# Logo mit Effekt vektorisieren



## Helga1402 (24. Juli 2007)

Ich habe für einen Freund im Photoshop (CS) ein Logo erstellt, das aus Schrift und einem Quadrat mit Schatteneffekt besteht. Wenn ich das Logo jetzt größer, bzw. kleiner machen möchte, dann sieht das Quadrat immer etwas anders aus. Wie ich so in den verschiedenen Foren gelesen habe, liegt es daran, dass das Logo vektorisiert werden muss. Kann ich den Effekt, den ich im Photoshop erzeugt habe überhaupt vektorisieren bzw. könnte mir jemand erklären, wie ich das machen kann? 

Hab mir meine Photoshop-Kenntnisse selbst beigebracht und hab auch die Möglichkeit auf Illustrator zuzugreifen, allerdings kenne ich mich da noch so gut wie gar nicht aus. Ich hänge mal das Quadrat zur Info an. Die Schrift muss ich wahrscheinlich nur mit dem Pfadwerkzeug nachzeichnen, dann ist sie vektorisiert - oder?


----------



## ikon (24. Juli 2007)

Hi,

allem voran sollte gesagt sein, daß ein Logo mit solchen Effekten nicht wirklich sinnvoll ist, da Du Probleme bim plotten (Verläufe kann man nicht plotten) oder verschiedenen Druckverfahren bekommstFalls Du es dennoch so umsetzen möchtest, solltest Du Dir mal Verlaufsgitter in Illustrator anschauen.

gr,
ikon


----------



## Helga1402 (24. Juli 2007)

Danke für den Hinweis.
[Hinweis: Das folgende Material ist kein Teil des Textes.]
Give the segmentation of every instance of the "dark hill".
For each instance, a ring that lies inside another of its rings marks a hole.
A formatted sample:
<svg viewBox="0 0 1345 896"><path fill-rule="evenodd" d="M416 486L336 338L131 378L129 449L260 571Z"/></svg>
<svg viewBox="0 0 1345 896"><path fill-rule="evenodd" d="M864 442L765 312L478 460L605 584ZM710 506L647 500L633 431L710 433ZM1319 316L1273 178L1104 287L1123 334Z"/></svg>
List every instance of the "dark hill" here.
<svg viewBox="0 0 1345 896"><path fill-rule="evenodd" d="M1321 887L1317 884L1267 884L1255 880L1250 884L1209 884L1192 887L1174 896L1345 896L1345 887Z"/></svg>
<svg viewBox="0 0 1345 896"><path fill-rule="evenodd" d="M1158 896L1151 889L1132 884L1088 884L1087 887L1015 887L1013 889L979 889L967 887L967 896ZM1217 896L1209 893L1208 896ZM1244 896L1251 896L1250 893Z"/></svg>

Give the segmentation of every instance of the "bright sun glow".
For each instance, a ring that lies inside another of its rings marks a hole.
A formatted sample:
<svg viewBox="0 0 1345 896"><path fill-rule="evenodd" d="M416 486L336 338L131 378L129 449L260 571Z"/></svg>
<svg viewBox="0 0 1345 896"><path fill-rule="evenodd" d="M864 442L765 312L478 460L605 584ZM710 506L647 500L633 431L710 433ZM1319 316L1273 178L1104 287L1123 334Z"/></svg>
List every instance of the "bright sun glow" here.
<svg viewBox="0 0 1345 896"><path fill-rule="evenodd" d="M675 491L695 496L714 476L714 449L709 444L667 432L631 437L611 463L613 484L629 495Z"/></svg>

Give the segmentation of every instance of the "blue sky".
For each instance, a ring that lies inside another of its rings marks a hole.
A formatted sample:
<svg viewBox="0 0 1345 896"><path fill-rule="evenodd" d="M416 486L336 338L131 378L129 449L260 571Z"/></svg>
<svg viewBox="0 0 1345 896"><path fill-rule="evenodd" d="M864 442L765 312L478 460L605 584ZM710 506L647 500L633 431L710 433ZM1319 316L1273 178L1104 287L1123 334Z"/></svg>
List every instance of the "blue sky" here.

Da bin ich jetzt dann mal für die nächste Zeit beschäftigt


----------



## mreball (24. Juli 2007)

Helga1402 hat gesagt.:


> Die Schrift muss ich wahrscheinlich nur mit dem Pfadwerkzeug nachzeichnen, dann ist sie vektorisiert - oder?



Ja und dann Exportieren Pfade -> Illustraror oder Du Schreibst im Illustratur noch mal neu – sooo viel Text sollte es bei einem "Logo" ja nicht sein ;-)
Und überlege Dir das mit dem Verlauf-/Schatten-Kasterl wirklich noch mal – für ein Logo ziemlich ungeeignet aus u.a. bereits genannten Gründen.


----------



## Helga1402 (24. Juli 2007)

Sind also generell Effekte oder Verläufe für Logos nicht so geeignet bzw. kennt ihr einen Effekt, der Ähnliches bewirkt und besser geeignet wäre? Der Tipp mit dem Verlaufsgitter kommt mir eigentlich eh ziemlich praktisch vor, die Skalierbarkeit ist damit ja schon um ein Vielfaches besser.


----------



## mreball (24. Juli 2007)

Adidas, Nike, ZDF usw. – da siehst Du nirgends Verläufe. Und komm mir ja nicht mit dem Sat1-Ball ;-)


----------



## megabit (31. Juli 2007)

Es gehen aber immer mehr Unternehmen dazu hin, das ehemals schöne schlichte Logo mit einem 3D Effekt zu verändern. Nicht nur der Sat1 Ball sondern auch BMW, Volkswagen, UPS....

... eigendlich alle


----------



## Helga1402 (31. Juli 2007)

Bei welchen Druckverfahren könnte ich denn eigentlich Probleme bekommen? Für "normale" Folder, Briefpapier, Website sollte es so ja eigentlich gehen - bin kein Profi was Druck betrifft.


----------



## mreball (1. August 2007)

Ein Logo sollte immer auch den Fax-Test überstehen...


----------



## Beppone (1. August 2007)

und den Stempeltest.
und den Prägetest.
und den Gravurtest.
.
.
.

Aber auch 3D-Logos lassen sich manchmal stilisiert in 1c Vollton noch darstellen.
Sinnigerweise denkt frau/man halt vorher dran und gestaltet zuerst die 2D / 1c-Lösung,
aus der dann die 3D-Version entwickelt wird.


----------